And you're gonna see even more announcements over the next few months relative to extending that. We extended it into the IoT architecture. So, think about an application that's either running in the cloud or running in the data center that requires a certain policy that gets deployed across all those domains. And I think that's the thing that our customers are really excited about. So, now, where are we? We're still early. I would still say we're in the early innings. If you look back at the number of years that customers were buying and sweating a lot of this infrastructure, then that's sort of the base that we have ahead of us to actually move into this new architecture. So, I would say it's still very early across all those areas that I just described.

Ittai Kidron -- Oppenheimer & Co. -- Analyst

That's great. And then just as a follow-up, I didn't catch the data center switch comment. Was there one? Can you give us some color on where you stand there? And how do you envision 400 making its impact there, timeline-wise?

Chuck Robbins -- Chairman and Chief Executive Officer

Yeah, I think what we gave -- Kelly, you gave a broader switching number. We said, our overall switching business was up double-digits. So, it's a pretty big business. So, we were pleased with that.

Kelly Kramer -- Chief Financial Officer

And on the 400-gig, right?

[Crosstalk]

Chuck Robbins -- Chairman and Chief Executive Officer

And the 400-gig, yeah.
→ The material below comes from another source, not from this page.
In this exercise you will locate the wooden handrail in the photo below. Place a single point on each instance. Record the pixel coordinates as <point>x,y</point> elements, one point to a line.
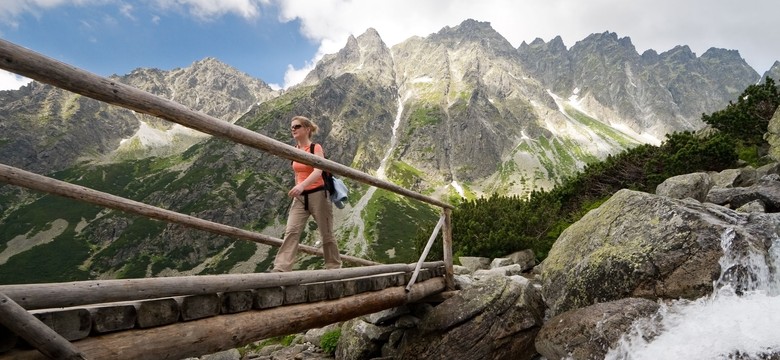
<point>33,181</point>
<point>28,327</point>
<point>33,65</point>
<point>28,63</point>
I'll tell you, we've got a lot of work going on in both our data center switching portfolio where we're in some early field trials as well as in our networking portfolio with some of the work that's going on there. And we believe that sometime middle of this year, we'll begin to see broad-based deployments. We're happy with that. I think there's a couple of key differentiators for us, Ittai. We build our own silicon. The Luxtera acquisition is gonna bring the optics into that for us as well. Instead of us having to go out and procure the optics, we'll be able to more tightly integrate them. The whole intent-based architecture we have and the ability for us with our silicon to do real-time packet examinations for the customers and let them look at packet flows dynamically. There's a lot of differentiators, including a lot of power consumption advantages we think we're gonna have. So, middle of this year, we'll begin to see if all that comes to fruition, but I think the teams are in a good spot.

Ittai Kidron -- Oppenheimer & Co. -- Analyst

Fantastic. Congrats. Good luck.

Marilyn Mora -- Head of Investor Relations

Thanks, Chuck. Next question?

Operator

Samik Chatterjee from JPMorgan, you may go ahead, sir.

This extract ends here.